RE: HTML or XHTML - why do you use it? from Peter Foti (PeterF) on 2003-01-08 (www-html@w3.org from January 2003)

From: Peter Foti (PeterF) <PeterF@SystolicNetworks.com>
Date: Wed, 8 Jan 2003 12:38:17 -0500
To: "'Ian Hickson'" <ian@hixie.ch>
Cc: "'www-html@w3.org'" <www-html@w3.org>
Message-ID: <A10A983C9DFBD4119F0300104B2EA6B725FF40@ZIPPY>
> > Are there any browsers today that would reject non-valid 
> HTML 4.01?  
> > I don't believe there is.
> 
> I know of one (the validator).


True, but generally a user will not be browsing the web with the validator.
:)


> > > It's not -- XML doesn't have any content model which 
> allows comment-
> > > like markup to be ignored. Don't forget in XML parsers 
> should get the
> > > same result whether or not they parse the DTD (with a few 
> exceptions
> > > related to attributes and entities).
> > 
> > I see.  However, since we are talking about parsing XHTML 
> as HTML, I don't
> > think this matters because the agent will still treat it as 
> an HTML comment.
> 
> Eh?
> 
> The problem is that the following string:
> 
>    <script> <!--
>      work();
>    // --> </script>
> 
> ...will be treated differently depending on whether it is 
> supposed to be
> HTML or whether it is supposed to be XHTML.
> 
> So when a document containing the above has its MIME type changed from
> text/html to application/xhtml+xml, it'll break.

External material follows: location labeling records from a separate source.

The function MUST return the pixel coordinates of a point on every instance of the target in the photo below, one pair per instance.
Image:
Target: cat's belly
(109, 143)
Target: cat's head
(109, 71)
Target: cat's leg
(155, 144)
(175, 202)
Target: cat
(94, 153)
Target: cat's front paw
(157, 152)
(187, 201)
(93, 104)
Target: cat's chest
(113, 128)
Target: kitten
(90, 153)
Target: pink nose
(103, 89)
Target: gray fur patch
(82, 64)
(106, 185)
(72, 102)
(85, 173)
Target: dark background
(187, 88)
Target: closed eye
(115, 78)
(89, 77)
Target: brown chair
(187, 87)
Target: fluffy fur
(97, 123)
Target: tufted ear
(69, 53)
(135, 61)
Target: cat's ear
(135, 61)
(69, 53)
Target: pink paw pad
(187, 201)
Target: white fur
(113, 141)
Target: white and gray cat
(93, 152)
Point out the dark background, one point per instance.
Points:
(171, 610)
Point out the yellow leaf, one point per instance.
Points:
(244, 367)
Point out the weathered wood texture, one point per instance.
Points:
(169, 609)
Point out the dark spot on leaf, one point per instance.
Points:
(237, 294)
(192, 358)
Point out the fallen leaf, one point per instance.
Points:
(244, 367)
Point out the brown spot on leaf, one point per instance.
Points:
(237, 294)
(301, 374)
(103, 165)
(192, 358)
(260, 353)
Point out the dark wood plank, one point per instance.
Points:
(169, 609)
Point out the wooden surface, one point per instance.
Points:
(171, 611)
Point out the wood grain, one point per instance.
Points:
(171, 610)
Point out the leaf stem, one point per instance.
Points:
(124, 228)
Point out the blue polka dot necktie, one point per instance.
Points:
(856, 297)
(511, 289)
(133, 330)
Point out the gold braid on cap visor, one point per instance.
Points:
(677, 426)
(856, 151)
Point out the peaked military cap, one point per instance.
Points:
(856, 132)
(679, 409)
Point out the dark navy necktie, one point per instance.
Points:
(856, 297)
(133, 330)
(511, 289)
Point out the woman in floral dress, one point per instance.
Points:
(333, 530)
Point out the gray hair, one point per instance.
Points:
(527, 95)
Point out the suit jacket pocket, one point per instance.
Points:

Once again, this revolves around users switching from text/html to
application/xhtml+xml.  Yes, you are correct, this will cause problems.  Of
course, if those pages are truly meant to be viewed as HTML then changing
the mime type would technically be the wrong thing to do. :)


> > But do any agents support the SHORTTAG feature?
> 
> Emacs/W3, I think. There was talk of implementing it in Mozilla, too.


Interesting.  I have used the Emacs editor before... never heard of an Emacs
web browser.  Nevertheless, someone else suggested removing SHORTTAG
functionality in the spec by way of the Errata.  I tend to agree with that,
and would like to see this happen since there are so few agents that
actually support it, and because it is an obvious shot in the foot regarding
XHTML.  Die SHORTTAG, Die!  :)


> > I'll take that as a compliment then. :)  But don't you 
> think the focus
> > should be on improving the quality of the existing developers rather
> > than to say "Existing developers are too stupid to us XHTML, so they
> > shouldn't?"
> 
> I think everyone should use XHTML. But ONLY if they use the
> application/xhtml+xml MIME type.


And if the page served as application/xhtml+xml contains HTML elements,
should the browser treat it as tag soup?  For example, if I send an XHTML
document that contains elements like <h1>,<p>,<strong>, etc., do I need to
define CSS styles for each of those objects, or will agents use their
default HTML styles?


> > > Why not just use HTML?
> > 
> > Because I want the benefits of using XML tools and 
> validators.  Not to
> > mention the experience of writing valid XML.
> 
> What about the benefits of SGML tools and validators, not to 
> mention the
> experience of writing valid SGML?


Well, considering that XML is the hot new technology, I see more benefit of
using XML than some other SGML language (my opinion).


> I agree, on the long run, XHTML-as-XML is better. On the short run,
> though, we're simply not there. (Largely because of the IEs.)


I agree.


> > > > If they did, then the XML tool would have to guess 
> where elements
> > > > ended if they re-opened the generated HTML file.
> > > 
> > > So why not use the SGML tools that have existed since 
> before XML was
> > > even an inkling in anyone's eye?
> > 
> > Because they are not as strict as XML tools and can produce 
> sloppy code?
> 
> No such thing as sloppy SGML code. It's either valid or it isn't.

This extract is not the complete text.